Results: A total of 31 patients were enrolled, and 30 were evaluable. At data cutoff (October 2, 2019), median follow-up for OS was 37.87 months (range, 33.2-43.47). Median OS and RFS were not reached. Radiographic ORR was 73.3% [95% confidence interval (CI): 55.5-85.8], with a 43% (95% CI: 27.3-60.1) pCR rate. None of the patients with a pCR have had a recurrence. HDI and pembrolizumab were discontinued in 73% and 43% of patients, respectively. Correlative analyses suggested that intratumoral PD-1/PD-L1 interaction and HLA-DR expression are associated with pCR (P = 0.002 and P = 0.008, respectively).

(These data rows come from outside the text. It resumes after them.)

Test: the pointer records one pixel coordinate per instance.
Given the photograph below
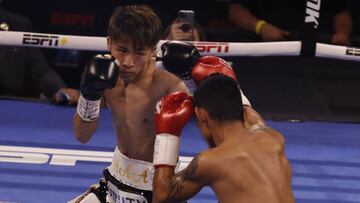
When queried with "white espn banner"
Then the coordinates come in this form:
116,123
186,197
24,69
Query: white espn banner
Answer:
88,43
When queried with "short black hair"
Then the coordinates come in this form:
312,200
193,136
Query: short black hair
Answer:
220,96
136,22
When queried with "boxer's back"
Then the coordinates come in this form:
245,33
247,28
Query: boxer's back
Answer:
253,169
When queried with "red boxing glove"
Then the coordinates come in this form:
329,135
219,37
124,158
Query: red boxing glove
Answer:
172,113
208,65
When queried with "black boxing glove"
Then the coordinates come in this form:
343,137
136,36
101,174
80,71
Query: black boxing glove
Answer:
101,73
179,57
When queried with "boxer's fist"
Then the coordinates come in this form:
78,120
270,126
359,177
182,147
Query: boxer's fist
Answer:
208,65
179,57
172,113
101,73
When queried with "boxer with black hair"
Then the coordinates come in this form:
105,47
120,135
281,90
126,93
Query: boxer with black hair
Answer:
246,161
127,82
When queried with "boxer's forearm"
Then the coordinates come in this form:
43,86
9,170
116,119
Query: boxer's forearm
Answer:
162,178
84,130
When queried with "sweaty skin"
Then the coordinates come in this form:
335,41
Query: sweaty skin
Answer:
132,101
245,166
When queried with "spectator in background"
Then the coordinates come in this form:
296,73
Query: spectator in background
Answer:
277,20
174,32
24,71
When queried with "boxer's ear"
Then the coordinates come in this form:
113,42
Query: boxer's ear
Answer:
201,114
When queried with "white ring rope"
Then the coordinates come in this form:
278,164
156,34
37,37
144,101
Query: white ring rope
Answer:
290,48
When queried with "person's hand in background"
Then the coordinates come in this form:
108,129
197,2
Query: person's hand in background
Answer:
177,33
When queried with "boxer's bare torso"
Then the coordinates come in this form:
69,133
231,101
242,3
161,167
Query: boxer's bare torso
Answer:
254,169
132,107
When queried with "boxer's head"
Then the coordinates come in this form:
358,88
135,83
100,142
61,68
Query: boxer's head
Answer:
218,101
133,33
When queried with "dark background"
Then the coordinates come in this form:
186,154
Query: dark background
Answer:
284,88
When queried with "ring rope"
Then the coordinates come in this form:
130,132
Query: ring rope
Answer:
222,49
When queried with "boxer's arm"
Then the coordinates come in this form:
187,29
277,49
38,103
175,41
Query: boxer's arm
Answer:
171,187
176,84
84,130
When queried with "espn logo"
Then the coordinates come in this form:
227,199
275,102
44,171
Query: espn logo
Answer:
352,51
312,12
42,40
208,47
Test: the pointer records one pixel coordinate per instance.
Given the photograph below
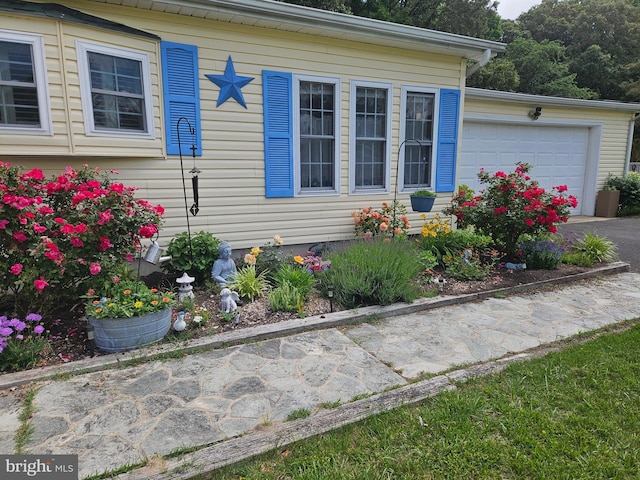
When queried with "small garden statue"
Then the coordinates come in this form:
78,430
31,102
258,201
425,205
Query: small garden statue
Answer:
227,301
224,266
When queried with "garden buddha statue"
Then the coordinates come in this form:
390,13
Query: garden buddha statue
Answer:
224,266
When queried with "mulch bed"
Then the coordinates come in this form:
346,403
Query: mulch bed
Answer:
69,340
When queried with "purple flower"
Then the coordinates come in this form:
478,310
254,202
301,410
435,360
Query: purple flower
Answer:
6,331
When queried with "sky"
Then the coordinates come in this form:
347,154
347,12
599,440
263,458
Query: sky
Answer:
511,9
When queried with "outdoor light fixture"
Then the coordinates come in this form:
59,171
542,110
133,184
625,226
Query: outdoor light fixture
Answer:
330,295
535,114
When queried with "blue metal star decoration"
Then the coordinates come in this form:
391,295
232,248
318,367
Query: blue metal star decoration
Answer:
230,84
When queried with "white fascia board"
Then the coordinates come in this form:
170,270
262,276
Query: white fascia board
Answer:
525,98
295,18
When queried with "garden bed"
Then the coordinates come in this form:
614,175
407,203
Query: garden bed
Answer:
69,341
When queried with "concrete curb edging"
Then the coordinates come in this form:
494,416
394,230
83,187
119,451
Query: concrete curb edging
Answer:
287,328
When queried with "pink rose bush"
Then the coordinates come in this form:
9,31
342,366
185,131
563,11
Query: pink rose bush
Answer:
510,206
60,236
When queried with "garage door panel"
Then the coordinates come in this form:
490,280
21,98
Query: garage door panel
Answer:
558,155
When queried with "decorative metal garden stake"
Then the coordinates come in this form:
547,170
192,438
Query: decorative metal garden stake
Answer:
194,179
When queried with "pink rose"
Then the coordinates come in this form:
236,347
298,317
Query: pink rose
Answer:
40,284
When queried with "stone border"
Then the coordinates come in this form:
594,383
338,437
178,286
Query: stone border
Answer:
288,327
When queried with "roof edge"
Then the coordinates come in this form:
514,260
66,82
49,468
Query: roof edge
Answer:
297,16
529,99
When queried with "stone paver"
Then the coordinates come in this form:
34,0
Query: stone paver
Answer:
124,416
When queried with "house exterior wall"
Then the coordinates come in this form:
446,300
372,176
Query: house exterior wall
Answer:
233,205
609,128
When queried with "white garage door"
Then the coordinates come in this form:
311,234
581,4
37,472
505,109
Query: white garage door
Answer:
558,154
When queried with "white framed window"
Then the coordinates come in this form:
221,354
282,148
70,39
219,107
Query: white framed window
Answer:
417,129
316,127
24,94
370,137
115,86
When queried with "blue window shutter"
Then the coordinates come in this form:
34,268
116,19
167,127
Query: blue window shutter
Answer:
447,140
278,133
181,96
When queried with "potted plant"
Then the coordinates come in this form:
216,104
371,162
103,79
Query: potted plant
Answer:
129,315
607,201
422,200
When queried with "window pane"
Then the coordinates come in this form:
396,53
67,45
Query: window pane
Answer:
419,140
18,92
317,136
117,93
371,141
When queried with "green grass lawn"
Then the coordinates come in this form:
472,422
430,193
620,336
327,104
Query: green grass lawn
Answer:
574,414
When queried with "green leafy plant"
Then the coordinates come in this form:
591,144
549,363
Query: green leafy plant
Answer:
590,249
438,238
21,342
466,265
297,276
62,235
511,205
286,298
374,272
249,283
205,252
127,299
541,252
423,193
629,186
390,220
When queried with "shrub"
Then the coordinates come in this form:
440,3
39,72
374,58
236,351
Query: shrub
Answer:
297,277
390,220
511,205
205,252
466,265
438,238
62,235
249,283
590,249
541,253
629,186
373,273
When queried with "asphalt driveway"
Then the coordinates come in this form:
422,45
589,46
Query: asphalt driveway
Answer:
624,232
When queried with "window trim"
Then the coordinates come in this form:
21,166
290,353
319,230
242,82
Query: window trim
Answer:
42,84
336,82
406,89
83,49
353,189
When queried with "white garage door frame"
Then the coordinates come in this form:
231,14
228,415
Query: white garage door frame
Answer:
594,141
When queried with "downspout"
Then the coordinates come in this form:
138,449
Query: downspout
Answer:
627,161
484,59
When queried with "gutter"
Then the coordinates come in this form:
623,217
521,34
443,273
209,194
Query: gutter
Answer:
482,61
627,160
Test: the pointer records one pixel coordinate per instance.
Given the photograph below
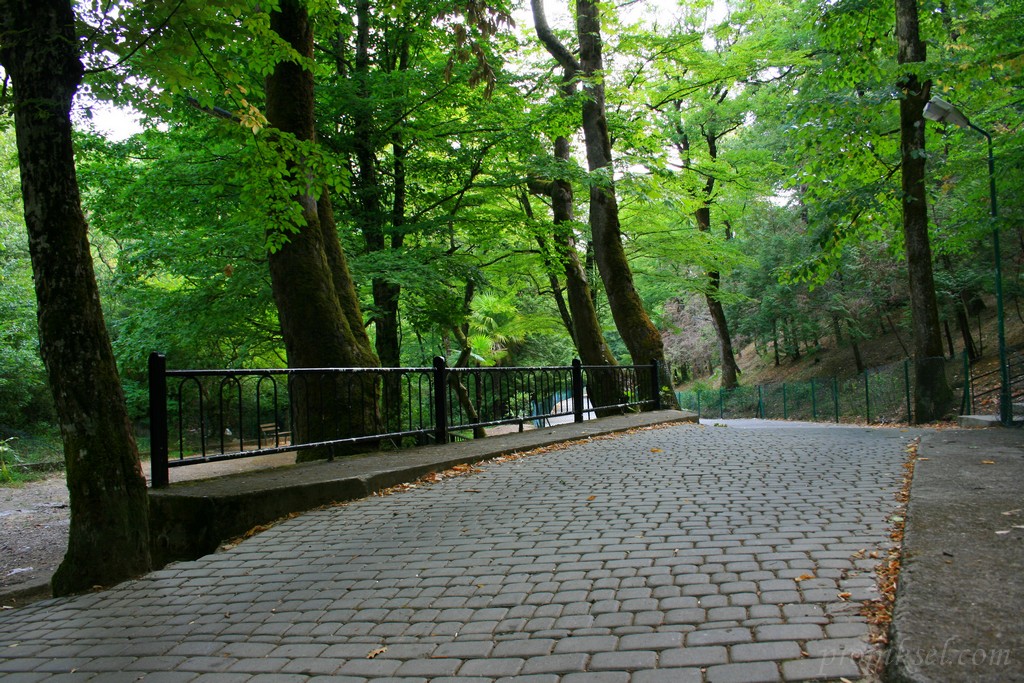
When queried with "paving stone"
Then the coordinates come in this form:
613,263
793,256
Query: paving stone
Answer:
671,552
785,649
555,664
624,660
493,668
826,669
755,672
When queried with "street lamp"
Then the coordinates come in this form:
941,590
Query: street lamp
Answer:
941,111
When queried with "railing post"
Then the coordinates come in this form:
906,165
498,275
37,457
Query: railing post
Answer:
440,406
577,390
158,421
655,382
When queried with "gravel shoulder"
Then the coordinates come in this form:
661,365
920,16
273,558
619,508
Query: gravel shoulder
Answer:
34,522
35,518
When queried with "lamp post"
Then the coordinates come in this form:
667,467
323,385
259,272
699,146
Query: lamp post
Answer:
941,111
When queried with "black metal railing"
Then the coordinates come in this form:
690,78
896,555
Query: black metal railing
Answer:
214,415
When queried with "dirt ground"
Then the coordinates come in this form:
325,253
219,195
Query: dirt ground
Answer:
35,518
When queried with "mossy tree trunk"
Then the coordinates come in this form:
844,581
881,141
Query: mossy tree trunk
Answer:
932,397
320,315
109,539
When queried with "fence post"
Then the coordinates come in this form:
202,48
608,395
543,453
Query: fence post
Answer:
655,388
440,406
968,402
906,389
158,421
577,390
867,397
836,397
814,400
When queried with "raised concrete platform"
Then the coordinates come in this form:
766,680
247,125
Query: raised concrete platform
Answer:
192,518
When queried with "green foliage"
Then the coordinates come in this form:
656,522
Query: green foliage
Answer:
25,397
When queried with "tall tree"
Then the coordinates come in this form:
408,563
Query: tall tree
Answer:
641,337
109,539
315,297
932,396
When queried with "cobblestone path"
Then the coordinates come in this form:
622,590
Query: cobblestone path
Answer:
683,553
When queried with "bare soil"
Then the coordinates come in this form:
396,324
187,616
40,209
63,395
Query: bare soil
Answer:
35,518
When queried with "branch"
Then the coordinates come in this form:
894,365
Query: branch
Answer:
156,32
547,36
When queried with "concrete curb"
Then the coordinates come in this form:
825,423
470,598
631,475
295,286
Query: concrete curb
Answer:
961,595
193,518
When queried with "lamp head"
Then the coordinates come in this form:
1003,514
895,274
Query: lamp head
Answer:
941,111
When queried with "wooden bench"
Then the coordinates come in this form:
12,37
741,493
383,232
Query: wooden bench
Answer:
269,432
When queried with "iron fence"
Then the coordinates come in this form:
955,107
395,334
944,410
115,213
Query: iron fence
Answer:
983,389
214,415
877,396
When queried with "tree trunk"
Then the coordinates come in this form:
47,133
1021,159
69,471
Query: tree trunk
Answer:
109,539
932,394
730,371
641,337
587,333
318,314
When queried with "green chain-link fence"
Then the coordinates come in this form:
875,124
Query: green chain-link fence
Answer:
876,396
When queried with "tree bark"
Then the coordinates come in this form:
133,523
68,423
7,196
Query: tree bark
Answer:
586,326
730,371
109,539
932,394
320,317
641,337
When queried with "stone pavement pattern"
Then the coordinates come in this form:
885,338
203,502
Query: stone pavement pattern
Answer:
684,553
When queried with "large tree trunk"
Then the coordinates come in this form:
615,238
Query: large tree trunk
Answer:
585,325
730,371
932,394
641,337
109,540
320,326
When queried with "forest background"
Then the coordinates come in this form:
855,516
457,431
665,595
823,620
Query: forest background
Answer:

Conclusions: Neoadjuvant concurrent HDI and pembrolizumab demonstrated promising clinical activity despite high rates of treatment discontinuation. pCR is a prognostic indicator.See related commentary by Menzies et al., p. 4133.

Figure 1:

Representative H&E slide images of a pathologic complete response (A) and pathologic non-response (B).

Figure 2:. Kaplan-Meier plots of overall survival (A) and recurrence free survival (B).

A. The median follow-up time for OS is 37.87 months (33.2–43.47). Median OS has not been reached. B. The median follow-up time for RFS is 29.17 months (17.27–36.8). Median RFS has not been reached.

Figure 3:

Treatment is associated with a significant increase in CD8+ T cells (A), T regulatory (B) and myeloid cells (C) in the TME.

Figure 4:

Treatment is associated with a profound increase in PD-1 (A) and PD-L1 expression (B) in non-tumor cells, and an increased PD-1/PD-L1 interaction score (C).

Figure 5:

Treatment is associated with decreased PD-1+TIM-3+ CD8 (A) and CD8 T cells (B).

Figure 6:

pCR is associated with increased PD-1+ expression (A), a higher PD-1/PD-L1 interaction score (B) and higher HLA-DR expression (C) in non-tumor cells at baseline.